Apakah sebab pasar lagu berlirik Islami mengalami kekosongan? Dan mereka memenuhi nan kosong itu? Kembali ditegaskan bahwa pasar musik Indonesia dicurigai bergantung pada hilir dan bukan hulu. Benarkah?
Tidak juga, Dahulu musikus jenius Indonesia seperti Fariz dan Dedy Dhukun pernah membuat lagu di awal 90-an, Anissa . Walau nama Islami, isinya berbau romantika. Dan konsep liriknya menurut pengakuan dari Dedy Dhukun ialah pop komunikatif. Maksudnya, bilamana lagu nan dibawakan berisi lirik nan bercerita utuh, tanpa banyak reffrain nan repetitif. Isi penceritaan liriknya begitu cerdas dan tegas.
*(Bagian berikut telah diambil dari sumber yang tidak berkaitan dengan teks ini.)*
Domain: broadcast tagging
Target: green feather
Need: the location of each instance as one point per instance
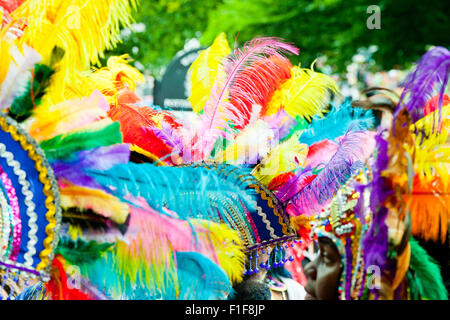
(81, 252)
(23, 105)
(63, 146)
(427, 273)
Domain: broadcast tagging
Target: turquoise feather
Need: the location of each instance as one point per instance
(337, 122)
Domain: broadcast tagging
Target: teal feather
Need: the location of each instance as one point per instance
(188, 191)
(337, 122)
(199, 278)
(427, 273)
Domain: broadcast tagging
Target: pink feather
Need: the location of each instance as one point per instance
(218, 111)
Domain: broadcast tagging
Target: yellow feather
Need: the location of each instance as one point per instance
(84, 29)
(96, 200)
(305, 94)
(285, 157)
(429, 124)
(204, 71)
(50, 121)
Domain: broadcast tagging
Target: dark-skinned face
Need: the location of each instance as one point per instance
(323, 273)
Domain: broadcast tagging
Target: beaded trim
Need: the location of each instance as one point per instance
(9, 157)
(270, 201)
(50, 190)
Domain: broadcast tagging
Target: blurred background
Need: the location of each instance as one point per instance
(168, 34)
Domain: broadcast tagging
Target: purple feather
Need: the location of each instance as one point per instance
(431, 71)
(375, 242)
(344, 164)
(101, 158)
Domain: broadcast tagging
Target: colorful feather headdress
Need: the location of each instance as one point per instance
(30, 209)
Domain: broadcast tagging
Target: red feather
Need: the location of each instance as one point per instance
(259, 81)
(58, 288)
(133, 119)
(280, 180)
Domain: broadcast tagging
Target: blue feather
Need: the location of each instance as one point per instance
(200, 278)
(337, 122)
(190, 192)
(344, 164)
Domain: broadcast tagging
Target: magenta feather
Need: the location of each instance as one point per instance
(218, 111)
(295, 184)
(346, 162)
(168, 135)
(431, 72)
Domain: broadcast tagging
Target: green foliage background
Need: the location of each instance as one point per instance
(334, 28)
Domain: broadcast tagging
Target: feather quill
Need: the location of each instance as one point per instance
(184, 190)
(218, 110)
(135, 122)
(96, 200)
(305, 94)
(345, 163)
(19, 75)
(337, 122)
(284, 157)
(432, 71)
(204, 70)
(63, 146)
(50, 121)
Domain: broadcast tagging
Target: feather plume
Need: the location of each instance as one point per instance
(344, 164)
(250, 145)
(427, 273)
(101, 158)
(337, 122)
(184, 190)
(83, 29)
(81, 251)
(320, 153)
(116, 81)
(284, 124)
(95, 200)
(305, 94)
(144, 265)
(63, 146)
(301, 179)
(284, 157)
(256, 84)
(301, 124)
(23, 105)
(50, 121)
(204, 71)
(18, 77)
(134, 122)
(200, 278)
(5, 56)
(218, 110)
(431, 72)
(58, 287)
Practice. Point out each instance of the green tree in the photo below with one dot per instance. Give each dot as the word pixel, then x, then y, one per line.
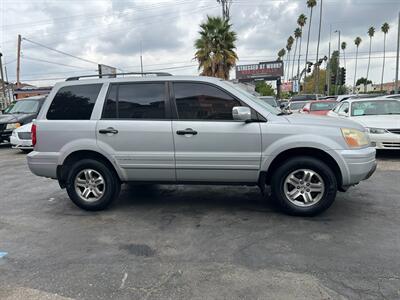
pixel 310 5
pixel 215 48
pixel 343 46
pixel 297 35
pixel 357 42
pixel 371 32
pixel 264 89
pixel 289 46
pixel 363 81
pixel 385 29
pixel 301 21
Fenomena nan kembali tampak pada lagu dangdut mix: Keong Racun, akhir-akhir ini. Cerdas dan komunikatif pada isi dan pesan. ‘Padahal itu lagu dangdut’.
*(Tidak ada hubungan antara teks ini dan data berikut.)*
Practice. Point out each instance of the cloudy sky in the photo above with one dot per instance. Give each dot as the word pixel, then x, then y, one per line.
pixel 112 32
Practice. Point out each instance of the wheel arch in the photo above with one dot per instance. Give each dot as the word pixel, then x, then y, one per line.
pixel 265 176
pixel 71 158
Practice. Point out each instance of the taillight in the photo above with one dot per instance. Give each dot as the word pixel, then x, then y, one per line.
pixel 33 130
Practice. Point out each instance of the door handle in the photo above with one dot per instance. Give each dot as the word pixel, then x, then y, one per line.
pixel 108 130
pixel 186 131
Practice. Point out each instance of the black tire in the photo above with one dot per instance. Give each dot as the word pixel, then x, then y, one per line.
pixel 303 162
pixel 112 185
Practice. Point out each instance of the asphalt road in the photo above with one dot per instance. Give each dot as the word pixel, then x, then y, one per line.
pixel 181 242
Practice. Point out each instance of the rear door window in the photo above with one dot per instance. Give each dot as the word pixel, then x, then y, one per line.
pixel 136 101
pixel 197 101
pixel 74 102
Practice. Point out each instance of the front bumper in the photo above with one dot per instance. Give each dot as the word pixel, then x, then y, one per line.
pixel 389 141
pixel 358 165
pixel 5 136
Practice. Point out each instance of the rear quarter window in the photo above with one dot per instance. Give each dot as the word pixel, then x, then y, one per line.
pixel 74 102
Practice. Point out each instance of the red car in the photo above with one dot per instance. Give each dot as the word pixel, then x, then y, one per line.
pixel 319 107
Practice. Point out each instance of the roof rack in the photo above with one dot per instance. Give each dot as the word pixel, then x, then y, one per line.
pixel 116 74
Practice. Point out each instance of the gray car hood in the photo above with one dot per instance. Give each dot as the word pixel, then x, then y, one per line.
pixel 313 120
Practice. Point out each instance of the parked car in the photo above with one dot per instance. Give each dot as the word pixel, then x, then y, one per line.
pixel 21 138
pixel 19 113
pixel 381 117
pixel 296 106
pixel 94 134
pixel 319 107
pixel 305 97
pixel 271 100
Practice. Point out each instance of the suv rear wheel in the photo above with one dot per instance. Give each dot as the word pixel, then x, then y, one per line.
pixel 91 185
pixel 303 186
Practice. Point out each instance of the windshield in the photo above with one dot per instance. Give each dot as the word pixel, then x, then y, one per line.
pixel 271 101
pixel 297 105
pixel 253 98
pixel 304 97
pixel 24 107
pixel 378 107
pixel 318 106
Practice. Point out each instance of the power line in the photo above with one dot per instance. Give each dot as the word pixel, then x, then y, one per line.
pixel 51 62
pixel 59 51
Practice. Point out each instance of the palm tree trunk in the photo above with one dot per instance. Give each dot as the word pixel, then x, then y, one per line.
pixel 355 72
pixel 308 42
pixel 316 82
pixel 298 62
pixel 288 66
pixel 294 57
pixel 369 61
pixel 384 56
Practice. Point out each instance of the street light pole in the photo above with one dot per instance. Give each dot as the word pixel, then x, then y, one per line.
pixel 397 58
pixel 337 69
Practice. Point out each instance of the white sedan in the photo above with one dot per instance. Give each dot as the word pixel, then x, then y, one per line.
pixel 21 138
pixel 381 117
Tema lirik komunikatif itu disukai. Bahkan lagu dalam album kompilasi 12 bintang Idola tersebut, seperti lagu Malyda dan Dedy Dhukun, Aku Jadi Bingung meledak di pasaran. Liriknya nan pop komunikatif itu kurang lebih berisi begini:
Kau pikir diriku boneka
Bisa kau mainkan sepuas-puasnya
Ada pemikiran lain. Pasar musik Indonesia memang dihantui oleh para produser nan kemaruk sejuta keping penjualan. Band-band idealis disingkirkan dari ruang resepsionis perusahaan rekaman, nan diajak masuk ke studio ialah mereka nan mau dicocok hidungnya bagai kerbau.
Diminta bikin lirik lagu Melayu... okay. Diminta lirik lagu religi... amin. Diminta plagiat lirik... alaihim gambreng. Otomatis nan menjadi boneka ialah penikmat musik Indonesia. Seleranya dapat dimainkan produser sepuas-puasnya.